“It’s built so much higher than my house, virtually every window looks out into my backyard,” she says. Desperate to protect her privacy, she planted Italian cypress trees as a natural barrier. She tried to reason with the builder, whose unsympathetic response was: “Shouldn’t everyone be able to build their dream home?”
What’s going on in Mountain View is an extreme version of a problem cropping up all over the country: Huge houses are being built on plots of land originally meant to accommodate smaller dwellings, sparking a heated debate over what’s best for the community. Some argue that owners of larger homes pay more taxes, which can benefit all. But if your home happens to have its air and light blocked by a behemoth next door, you would likely be very, very upset — and can most likely kiss the idea of cashing out on your home sale goodbye…

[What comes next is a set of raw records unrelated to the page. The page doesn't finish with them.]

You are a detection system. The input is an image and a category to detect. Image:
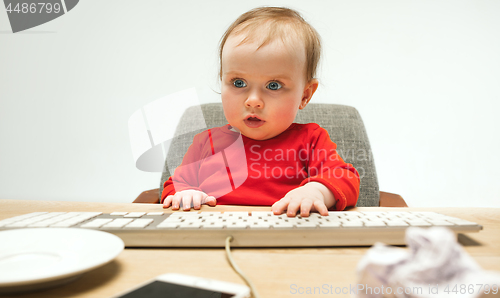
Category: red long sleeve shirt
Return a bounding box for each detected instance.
[161,123,359,210]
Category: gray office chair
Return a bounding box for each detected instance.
[134,103,407,207]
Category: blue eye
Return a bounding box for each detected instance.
[267,82,282,90]
[233,80,247,88]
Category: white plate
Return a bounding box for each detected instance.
[0,228,124,292]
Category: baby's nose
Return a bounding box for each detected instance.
[245,94,264,108]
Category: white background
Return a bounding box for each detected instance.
[0,0,500,207]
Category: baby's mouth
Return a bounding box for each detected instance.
[243,117,266,128]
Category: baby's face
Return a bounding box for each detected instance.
[221,36,318,140]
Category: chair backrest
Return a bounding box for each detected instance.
[160,103,379,207]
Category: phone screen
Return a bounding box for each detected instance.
[116,280,234,298]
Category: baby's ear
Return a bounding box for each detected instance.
[299,79,319,110]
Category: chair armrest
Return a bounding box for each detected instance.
[132,188,160,204]
[378,191,408,207]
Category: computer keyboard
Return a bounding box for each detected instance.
[0,211,482,247]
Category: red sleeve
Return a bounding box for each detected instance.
[300,126,360,211]
[160,132,205,204]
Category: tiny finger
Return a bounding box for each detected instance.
[314,201,328,216]
[163,195,174,209]
[193,192,203,210]
[286,199,300,217]
[182,193,193,211]
[172,192,182,210]
[205,196,217,207]
[300,199,312,217]
[271,197,290,215]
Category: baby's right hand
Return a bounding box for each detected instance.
[163,189,217,211]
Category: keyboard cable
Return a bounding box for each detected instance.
[226,236,260,298]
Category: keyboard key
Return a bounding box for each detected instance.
[123,212,146,217]
[81,218,112,228]
[125,218,153,228]
[102,218,133,228]
[110,212,128,216]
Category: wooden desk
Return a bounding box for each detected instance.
[0,200,500,297]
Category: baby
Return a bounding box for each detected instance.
[161,7,359,217]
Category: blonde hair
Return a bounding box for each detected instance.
[219,7,321,81]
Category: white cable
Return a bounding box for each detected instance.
[226,236,260,298]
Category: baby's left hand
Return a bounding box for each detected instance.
[271,182,333,217]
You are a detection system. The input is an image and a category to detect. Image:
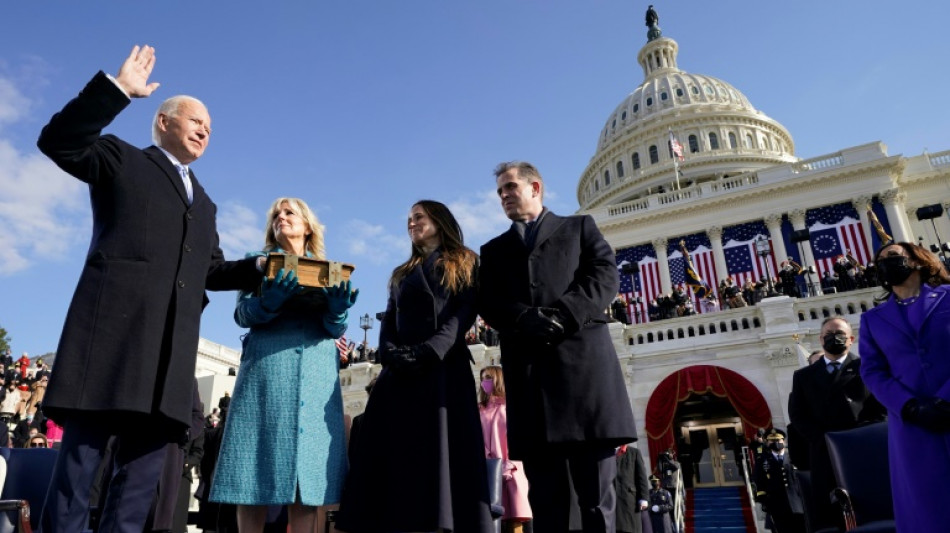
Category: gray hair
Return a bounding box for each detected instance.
[152,94,208,146]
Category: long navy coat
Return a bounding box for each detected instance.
[337,251,492,533]
[37,72,260,429]
[859,285,950,531]
[478,212,637,459]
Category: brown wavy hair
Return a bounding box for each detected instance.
[478,365,505,407]
[389,200,478,294]
[874,242,950,301]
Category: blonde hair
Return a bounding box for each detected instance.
[264,198,327,259]
[478,365,505,407]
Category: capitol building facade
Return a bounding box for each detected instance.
[199,11,950,486]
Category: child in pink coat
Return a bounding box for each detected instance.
[478,366,531,532]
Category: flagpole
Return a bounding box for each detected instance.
[668,127,680,190]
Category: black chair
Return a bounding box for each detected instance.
[789,470,838,533]
[825,422,897,533]
[0,448,59,533]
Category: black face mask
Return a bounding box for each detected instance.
[821,333,848,355]
[877,255,916,287]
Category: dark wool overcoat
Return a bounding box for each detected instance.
[336,251,492,533]
[37,72,260,429]
[478,212,637,459]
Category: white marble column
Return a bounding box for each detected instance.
[765,214,792,265]
[881,188,917,242]
[788,209,818,272]
[706,226,729,286]
[653,238,673,294]
[851,196,874,254]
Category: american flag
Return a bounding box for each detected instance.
[805,203,871,277]
[333,335,350,356]
[617,244,660,323]
[722,220,781,286]
[669,245,719,313]
[670,130,686,161]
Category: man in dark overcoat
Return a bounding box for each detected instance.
[37,46,260,533]
[788,316,886,529]
[614,444,650,533]
[479,162,637,532]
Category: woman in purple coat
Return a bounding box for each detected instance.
[860,242,950,531]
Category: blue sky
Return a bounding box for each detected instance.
[0,0,950,354]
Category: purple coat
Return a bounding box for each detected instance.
[859,285,950,531]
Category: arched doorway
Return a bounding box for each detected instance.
[645,365,772,486]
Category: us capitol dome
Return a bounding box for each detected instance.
[577,18,797,209]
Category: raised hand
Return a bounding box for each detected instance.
[115,45,160,98]
[261,269,303,313]
[320,281,360,315]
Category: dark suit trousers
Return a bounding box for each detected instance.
[41,414,169,533]
[523,445,617,533]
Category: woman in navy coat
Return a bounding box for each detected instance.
[336,200,492,533]
[860,242,950,531]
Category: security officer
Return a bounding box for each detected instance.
[755,429,805,533]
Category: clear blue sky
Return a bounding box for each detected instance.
[0,0,950,356]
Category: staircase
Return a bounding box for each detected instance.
[685,487,755,533]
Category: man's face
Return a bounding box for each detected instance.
[821,319,854,355]
[158,100,211,165]
[495,168,543,220]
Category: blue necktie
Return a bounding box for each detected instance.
[175,165,195,205]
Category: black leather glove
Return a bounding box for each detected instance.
[515,307,564,344]
[901,398,950,433]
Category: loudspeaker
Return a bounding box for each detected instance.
[791,228,811,242]
[917,204,943,220]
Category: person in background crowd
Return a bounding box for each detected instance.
[37,46,260,533]
[614,444,650,533]
[336,200,492,533]
[478,366,531,533]
[860,242,950,531]
[479,161,637,532]
[754,429,805,533]
[23,432,49,448]
[649,476,674,533]
[211,198,359,533]
[788,316,885,528]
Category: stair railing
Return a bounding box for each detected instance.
[742,446,763,533]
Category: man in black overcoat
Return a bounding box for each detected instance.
[788,316,887,529]
[614,444,650,533]
[479,162,637,533]
[37,46,260,533]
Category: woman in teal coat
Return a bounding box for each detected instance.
[211,198,359,533]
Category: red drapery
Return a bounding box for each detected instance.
[646,365,772,461]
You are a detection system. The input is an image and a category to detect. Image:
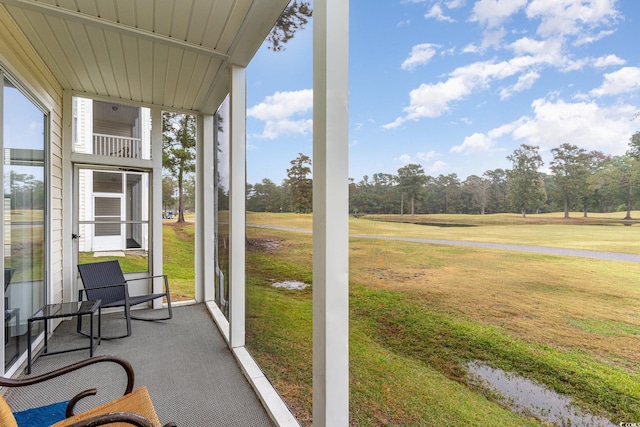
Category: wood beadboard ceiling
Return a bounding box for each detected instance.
[0,0,289,114]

A similar drama is playing out in Arcadia, CA, where more than 30 homes larger than 5,000 square feet (some as large as 8,000 — 9,000) have been proposed in the 850-home community over the past six years. In response, a group of longtime residents formed Saving Arcadia, which is currently battling the municipal government and City Council. Its argument: Overly lenient rules for developers have led to the proliferation of McMansions on lots that were zoned back in the 1950s for smaller homes. Plus, these oversize dwellings overburden the city’s water, gas, electricity, and other utility services…
Another option is finding a creative solution. One example is building downward (if a property is set on a hill) in order to increase square footage while preserving neighboring views, which is increasingly happening in various areas near Newport Beach. So maybe there’s hope that we can all play nice after all?

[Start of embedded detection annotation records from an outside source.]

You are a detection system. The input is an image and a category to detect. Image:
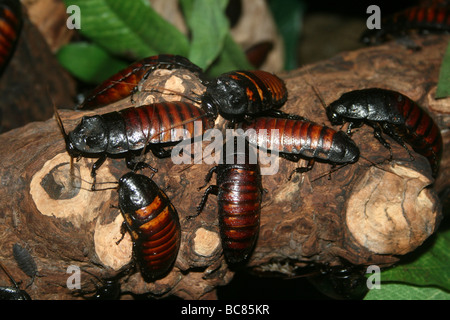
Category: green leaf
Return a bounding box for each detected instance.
[208,34,253,77]
[364,283,450,300]
[64,0,189,60]
[181,0,229,69]
[364,230,450,300]
[57,42,128,84]
[381,230,450,292]
[435,42,450,99]
[269,0,306,70]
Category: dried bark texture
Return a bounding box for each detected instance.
[0,36,450,299]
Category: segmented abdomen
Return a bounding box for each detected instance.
[119,172,181,282]
[241,117,359,163]
[361,1,450,44]
[227,70,287,113]
[394,92,442,177]
[217,164,262,263]
[0,0,22,74]
[79,54,202,109]
[119,101,213,150]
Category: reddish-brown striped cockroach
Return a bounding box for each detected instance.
[118,172,181,282]
[361,0,450,44]
[240,114,359,178]
[0,262,31,300]
[79,54,202,109]
[201,70,287,122]
[55,102,214,188]
[0,0,22,75]
[327,88,442,177]
[192,138,263,265]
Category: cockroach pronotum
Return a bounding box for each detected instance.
[79,54,202,109]
[361,0,450,44]
[118,172,181,282]
[192,140,263,265]
[55,102,213,187]
[13,243,38,287]
[240,115,359,180]
[327,88,442,177]
[201,70,287,122]
[0,262,31,300]
[0,0,22,75]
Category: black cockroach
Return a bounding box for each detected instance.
[240,114,359,176]
[118,172,181,282]
[74,270,122,300]
[0,0,23,75]
[327,88,442,177]
[0,262,31,300]
[55,102,213,187]
[307,265,369,300]
[13,243,38,287]
[201,70,287,122]
[192,139,263,265]
[361,0,450,44]
[79,54,202,109]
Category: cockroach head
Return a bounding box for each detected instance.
[67,115,108,157]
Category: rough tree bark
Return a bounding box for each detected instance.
[0,36,450,299]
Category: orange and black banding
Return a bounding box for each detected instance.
[241,117,359,164]
[392,92,443,177]
[118,172,181,282]
[201,70,288,121]
[361,1,450,44]
[198,141,263,265]
[0,0,22,73]
[79,54,202,109]
[119,102,213,150]
[234,70,287,107]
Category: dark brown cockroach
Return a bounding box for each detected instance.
[0,262,31,300]
[79,54,202,109]
[55,102,213,183]
[0,0,23,75]
[192,138,263,265]
[201,70,287,122]
[240,114,359,176]
[118,172,181,282]
[361,0,450,44]
[327,88,443,177]
[307,263,369,300]
[13,243,38,287]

A homeowner who doesn’t like the nearby McMansion has a number of options available to them – these are sorted roughly in order of severity:
- Talk to the neighbor and builder. Might they be willing to make changes? They don’t have to but perhaps they are also unaware of what neighbors think of their actions.
- Modify your own lot or house to avoid having to see the new dwelling (if this is possible given its new size). For example, buy some artificial plants.

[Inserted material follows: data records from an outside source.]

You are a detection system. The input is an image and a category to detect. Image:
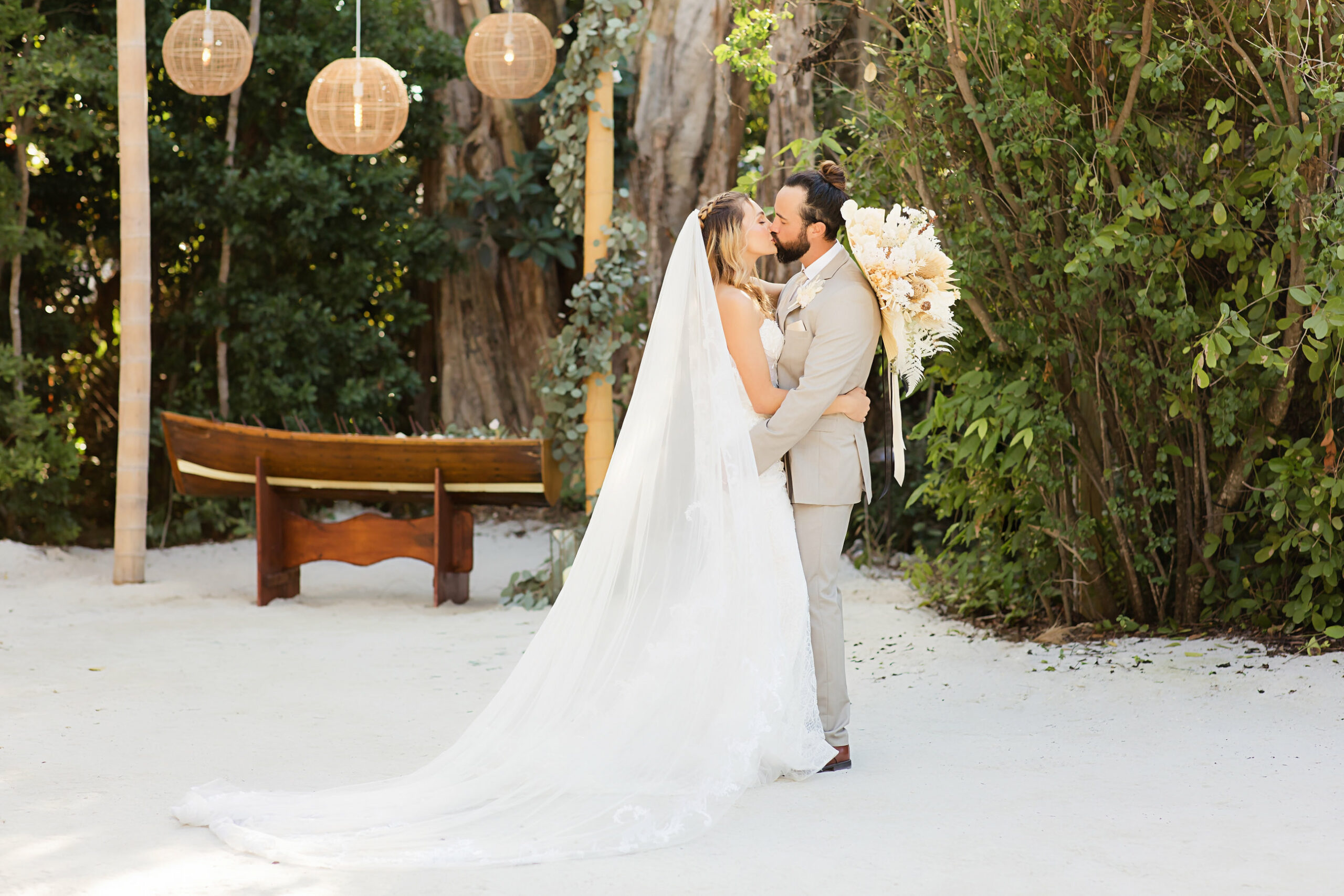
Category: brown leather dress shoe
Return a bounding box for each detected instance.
[818,744,852,774]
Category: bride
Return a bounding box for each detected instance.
[173,194,868,868]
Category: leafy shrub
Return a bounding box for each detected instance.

- Fight for local regulations. Many communities (see examples like Austin and Los Angeles) have considered rules about teardowns in recent decades and try to balance the interests of property owners versus those of neighborhoods. A variety of tools can be used including design guidelines, lot to house size ratios, approval processes, and historic districts.
- Buy up the properties that may become McMansions. This requires money but then you can control the fate of the nearby properties. See examples here and here.
- Sue your neighbor. You have to have resources to fight this out and it is likely to sour relations for a long time. But, some neighbors choose this option. See an example here.
- Move away. This is what the resident in this particular article does. This may be a last resort option or one favorable to those who don’t like open conflict (which is often minimized in suburbia).
In many places, the teardown McMansion cannot be stopped, particularly if there are not existing guidelines which are likely based off earlier cases or if the neighbor is not independently wealthy. Still, the neighbor who does not like it can pursue a number of options and each is likely to affect their relationship with the teardown neighbor.